Wiem ze jest masa wątków na ten temat, ale po przeczytaniu ich zrobił mi się głowie mętlik.
Biegam od 6 miesięcy, najczęściej rano, wieczorem jedynie w sobotę.
Rano tzn. 7.30 zaczynam bieg
Wieczór 21.00 zaczynam bieg
Jak do tej pory przed biegiem piłem tyłko wodę i jadłem ewentualnie banana, ale podczas biegu czuć brak sił czasami i ochotę by coś zjeść.
Po bieganiu jadłem jajecznice (3 jajka) z pomidorem i chlebem razowym.
I nie jestem pewien czy jest to idealne zestawienie na rano, jaka dietę polecilibyscie mi by mieć więcej energii na treningu i po (jednocześnie rozwijając własne ciało).
Ćwicze dodatkowo wieczorem na siłowni w te dni które biegam (pon,srod,piątek,sob), dlatego muszę dbać oto by białko przyswajać.

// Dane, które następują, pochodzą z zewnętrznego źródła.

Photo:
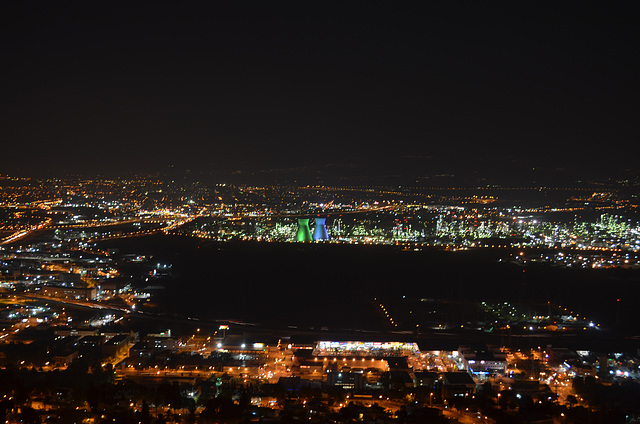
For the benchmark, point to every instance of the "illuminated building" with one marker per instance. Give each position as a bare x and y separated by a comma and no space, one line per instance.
304,234
320,232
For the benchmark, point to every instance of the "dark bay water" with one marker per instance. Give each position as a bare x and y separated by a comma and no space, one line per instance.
334,285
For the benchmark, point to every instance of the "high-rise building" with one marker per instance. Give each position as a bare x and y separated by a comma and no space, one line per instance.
304,233
320,232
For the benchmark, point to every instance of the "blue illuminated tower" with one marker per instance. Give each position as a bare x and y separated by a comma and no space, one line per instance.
320,233
304,233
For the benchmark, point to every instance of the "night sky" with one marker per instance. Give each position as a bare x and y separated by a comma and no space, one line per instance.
109,87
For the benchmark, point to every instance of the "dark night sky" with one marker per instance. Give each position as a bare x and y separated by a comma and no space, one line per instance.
114,86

Kompletnie się już pogubilem w tej całej diecie jak to układać itp. by pogodzić obie czynności.
Jak do tej pory od 2 miesięcy przytylem na brzuchu i udach o 2 kg, wiec odwrotny efekt.
Biegam codziennie po 40 minut, a w sobotę 1h (co tydzień zwiekszam o 10 min).
Ważę 69 kg i 173 cm wzrostu. Zależy mi by z 3 kg spalić a resztę przerobić na mięśnie.